Introduction

Over the last decade, human lifespans have increased significantly, and by 2050, the world population over 60 years old is expected to triple [1, 2]. A rapidly aging population increases the likelihood of non-communicable diseases such as musculoskeletal disorders. The prevalence of musculoskeletal disorders among older adults ranges from 65 to 85% [1, 3], with 36 to 70% suffering from low back pain (LBP) [4, 5].

Previous studies have demonstrated the importance of trunk muscles for spinal stability and their role in the prevention and rehabilitation of LBP [6, 7]. A decrease in trunk muscle efficiency increases the load on the lumbar discs and ligaments, leaving the lumbar region more susceptible to injury and instability [8]. Evidence also suggests that trunk muscles play a critical role in dynamic control of posture [7, 9]. There is a causal link between trunk muscle activity, LBP, and physical function among older adults [10, 11]. Due to these interrelationships and the desire to prevent/treat LBP in this group, trunk muscle activity assessments are needed for older adults.

Abdominal muscles’ automatic activity is sustained tonic activity of these muscles that occurs during a task that loads the spine and pelvis and is considered a protective mechanism for the lumbar spine [12]. Previous studies reported different patterns of abdominal muscles’ automatic activity in subjects with LBP compared to healthy individuals [13,14,15,16]. In this regard, one study reported higher automatic activity of superficial abdominal muscle (external oblique (EO)) than deep abdominal muscles (transverse abdominis (TrA), internal oblique (IO)) in subjects with LBP as compared to healthy individuals during standing tasks [15]. Some other studies compared the automatic activity of abdominal muscles between subjects with and without LBP during various tasks and reported a significant difference between groups in abdominal muscles’ automatic activity [17,18,19].

Studies on the trunk muscles’ automatic activity have been conducted predominantly on younger adults with LBP [13, 15,16,17]. A healthy aging process is associated with changes in muscle morphology [20]. This age-related change in muscle morphology can impact skeletal muscle activity [21], so, the generalizability of the findings on young people to older adults is questionable. Moreover, a limited number of studies have examined the automatic activity of the abdominal muscles during dynamic tasks.

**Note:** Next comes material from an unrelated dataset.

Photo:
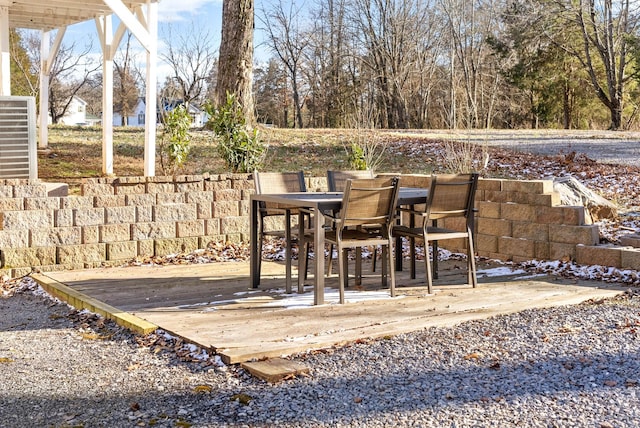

Daily activities frequently involve dynamic tasks such as standing on unstable surfaces, walking, and climbing stairs that may cause pain in subjects with LBP [22]. One of the final goals of rehabilitation in subjects with LBP is controlling their dynamic posture and pain during daily standing activities. It will enable them to increase their functional capacity [19] gradually. It is unclear whether dynamic postural tasks affect abdominal muscles’ automatic activity in older adults with and without LBP. An evaluation of the effects of standing on unstable surfaces on the automatic activity of superficial and deep abdominal muscles in older adults with and without LBP could provide useful clinical information. This study investigated the automatic activity of superficial and deep abdominal muscles in older adults with and without LBP during stable and unstable standing postural tasks.

Method

Study design

This was an observational, cross-sectional study with a two-factor mixed design (two groups × two postural tasks). The human ethical committee of the Iran University of Medical Sciences approved the study (IR.IUMS.REC.1400.265) and participants gave written informed consent to participate in the study. Data collection was performed between March and December 2022.

Participants

Twenty men with LBP and twenty asymptomatic subjects over 60 years old were recruited. In terms of absolute thickness, males’ abdominal muscles are significantly thicker than females’ [12]. This study examined only males to ensure the homogeneity of the data and better judgment about abdominal muscles thickness changes during postural tasks. Older adults with LBP were recruited from Iran University orthopedic and/or physiotherapy outpatient clinics. Older adults with a history of LBP for more than 3 months, recurrent LBP with at least two episodes that lasted two consecutive days during the last year [23], and a pain score between 0 and 30 mm (mild pain) on a Visual Analog Scale (VAS) on the testing day were included. VAS measures the intensity of pain, and patients rate pain intensity on a scale of 0 (no pain) to 100 mm (worst imaginable pain) [24].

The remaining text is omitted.